L’accord signé par Bruxelles et Wellington en juillet 2023, est entré en vigueur le 1er mai. Il doit permettre d’augmenter de 30 % les échanges entre l’Union européenne et la Nouvelle Zélande en 10 ans et devrait booster le commerce bilatéral avec la France.
19 000 kilomètres de distance. Jamais l’Union européenne n’avait conclu de traité commercial avec un pays aussi lointain. Il supprime les droits de douanes sur les produits industriels comme les vêtements, les chaussures, le textile et l’automobile (auparavant taxés jusqu’à 10 %), mais aussi les produits pharmaceutiques, les machines et appareils ainsi que les produits chimiques (5 %), le vin, les produits à base de porc, les chocolats et biscuits et les aliments pour animaux de compagnie (5 %).
Ces nouvelles dispositions visent à économiser 140 millions d’euros (M EUR) de droits de douane par an et ce dès la première année d’application et de créer un surplus annuel de 4,5 milliards d’euros (Md EUR) d’exportations, soit l’équivalent de la moitié de celles réalisées par les pays de l’UE en 2022 (9,5 Md EUR). Si ces dernières concernent des produits manufacturés, les importations depuis la Nouvelle-Zélande sont essentiellement constituées de produits agricoles (viande de mouton, kiwis, vins, produits laitiers, principalement).
Le solde commercial français traditionnellement excédentaire
Hormis en 2020, la balance commerciale de la France avec ce pays du bout du monde a toujours été excédentaire, d’une centaine de millions d’euros en moyenne (104 M EUR précisément en 2023). L’an dernier le solde commercial a bondi de 40 M EUR, tiré à la hausse par les ventes d’automobiles européennes (+ 30 M EUR). A l’inverse, l’amélioration du solde des produits laitiers et glaces (+ 24 M EUR), de la viande et des produits à base de viande (+ 23 M EUR) et des instruments à usage médical, optique et dentaire (+ 16 M EUR), s’explique quasi exclusivement par la baisse des importations. Ces hausses font plus que compenser la diminution du solde des machines industrielles et forestières (- 11 M EUR) dont les exportations ont fléchi.
Les exportations tricolores à destination de la Nouvelle-Zélande sont plus diversifiées. Les exportations de matériels de transport, principalement l’aéronautique et, dans une moindre mesure, l’automobile, représentent plus d’un tiers du total. Elles sont suivies par les machines industrielles et agricoles (un sixième du total), notamment des tracteurs. Viennent ensuite les produits des industries agroalimentaires (un huitième), dont les deux tiers sont du champagne et du vin, du lactosérum et des aliments pour chiens et chats. Les produits chimiques, parfums et cosmétiques représentent 8 % du total et sont majoritairement constitués de produits chimiques.
La bataille du kiwi
De Nouvelle-Zélande, la France importe essentiellement des produits issus des industries agroalimentaires (près de la moitié du total) et de l’agriculture (un quart du total). La viande de mouton représente la majorité (près des trois quarts) de la viande importée tandis que les produits agricoles importés sont pour plus des deux tiers constitués de kiwis. Hors la France est le sixième producteur mondial de ce fruit d’origine chinoise. Quelque 1 500 agriculteurs le cultivent, principalement dans le Sud-Ouest. Et craignent la concurrence des antipodes, incarnée par la marque néo-zélandaise Zespri, en situation de quasi-monopole sur ce marché.
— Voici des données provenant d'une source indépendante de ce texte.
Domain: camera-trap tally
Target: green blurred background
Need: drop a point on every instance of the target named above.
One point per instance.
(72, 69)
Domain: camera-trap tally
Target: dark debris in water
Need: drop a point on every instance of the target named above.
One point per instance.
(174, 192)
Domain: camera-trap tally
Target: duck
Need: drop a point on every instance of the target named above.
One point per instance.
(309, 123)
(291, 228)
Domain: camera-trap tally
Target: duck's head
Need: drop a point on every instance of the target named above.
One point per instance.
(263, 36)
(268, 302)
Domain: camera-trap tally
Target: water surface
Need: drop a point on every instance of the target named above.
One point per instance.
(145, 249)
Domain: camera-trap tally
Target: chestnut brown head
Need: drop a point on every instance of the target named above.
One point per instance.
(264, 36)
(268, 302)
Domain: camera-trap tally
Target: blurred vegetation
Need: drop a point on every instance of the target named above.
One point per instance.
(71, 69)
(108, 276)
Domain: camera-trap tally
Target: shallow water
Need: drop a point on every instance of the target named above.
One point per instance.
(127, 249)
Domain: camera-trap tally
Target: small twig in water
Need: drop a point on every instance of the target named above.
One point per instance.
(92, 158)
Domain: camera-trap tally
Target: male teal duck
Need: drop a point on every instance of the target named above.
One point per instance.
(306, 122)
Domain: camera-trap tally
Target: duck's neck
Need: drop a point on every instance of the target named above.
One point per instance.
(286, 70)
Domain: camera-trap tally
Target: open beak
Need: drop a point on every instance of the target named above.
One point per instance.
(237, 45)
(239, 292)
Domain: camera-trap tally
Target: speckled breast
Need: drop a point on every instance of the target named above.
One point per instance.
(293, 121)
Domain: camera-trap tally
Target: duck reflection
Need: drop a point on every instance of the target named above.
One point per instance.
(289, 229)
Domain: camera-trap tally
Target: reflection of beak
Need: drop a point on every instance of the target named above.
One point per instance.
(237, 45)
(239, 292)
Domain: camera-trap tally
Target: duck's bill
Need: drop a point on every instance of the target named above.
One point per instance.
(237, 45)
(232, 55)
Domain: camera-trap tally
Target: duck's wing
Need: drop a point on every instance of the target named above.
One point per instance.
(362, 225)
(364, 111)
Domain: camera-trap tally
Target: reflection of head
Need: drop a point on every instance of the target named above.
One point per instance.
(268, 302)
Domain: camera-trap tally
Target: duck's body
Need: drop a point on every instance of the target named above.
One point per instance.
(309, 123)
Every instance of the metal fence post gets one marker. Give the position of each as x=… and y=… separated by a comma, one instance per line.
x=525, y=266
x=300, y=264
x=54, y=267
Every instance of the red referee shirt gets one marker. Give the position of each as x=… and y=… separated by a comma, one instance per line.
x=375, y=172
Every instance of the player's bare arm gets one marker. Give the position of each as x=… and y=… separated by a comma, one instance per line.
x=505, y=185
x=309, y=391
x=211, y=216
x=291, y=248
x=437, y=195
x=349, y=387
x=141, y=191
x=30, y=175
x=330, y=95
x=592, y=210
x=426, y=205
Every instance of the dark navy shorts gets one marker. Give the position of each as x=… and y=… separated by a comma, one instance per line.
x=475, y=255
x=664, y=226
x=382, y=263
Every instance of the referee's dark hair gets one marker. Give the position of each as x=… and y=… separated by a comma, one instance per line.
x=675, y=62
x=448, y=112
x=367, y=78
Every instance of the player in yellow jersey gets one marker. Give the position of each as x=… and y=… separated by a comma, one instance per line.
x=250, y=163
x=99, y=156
En février dernier, la présidente de l’union de coopératives Scaap Kiwifruits de France confiait à l’antenne de France 3 ses craintes quant aux conséquences de ce nouvel ALE sur le secteur : « Zespri vient faire des achats en Turquie et en Europe pour, après, venir revendre ses produits sur le marché français ! » Un tour de passe-passe qui rappelle celui d’une affaire de 2019, mise au jour par la répression des fraudes en 2019. Elle visait des intermédiaires qui achetaient des kiwis en Italie à prix cassés pour les revendre en France en tant que fruits produits localement.
Premier ALE de nouvelle génération
Reste que la production néo-zélandaise vient compéter celle de la France, qui alimente les consommateurs uniquement en hiver. En outre, l’accord de libre-échange prévoit une reconnaissance des IGP dont les deux appliquées au kiwi (Adour et Corse) et personne n’empêche les agriculteurs français de vendre leur production à l’autre bout du monde.
Si ce n’est, tout de même, qu’il est possible de trouver aberrant sur le plan écologique de transporter des fruits à l’autre bout du monde. D’autant que l’accord signé par Bruxelles et Wellington est le premier dit « de nouvelle génération ». Il comprend en effet un volet RSE dont l’engagement à respecter les accords de Paris qui vise à décarboner notre économie.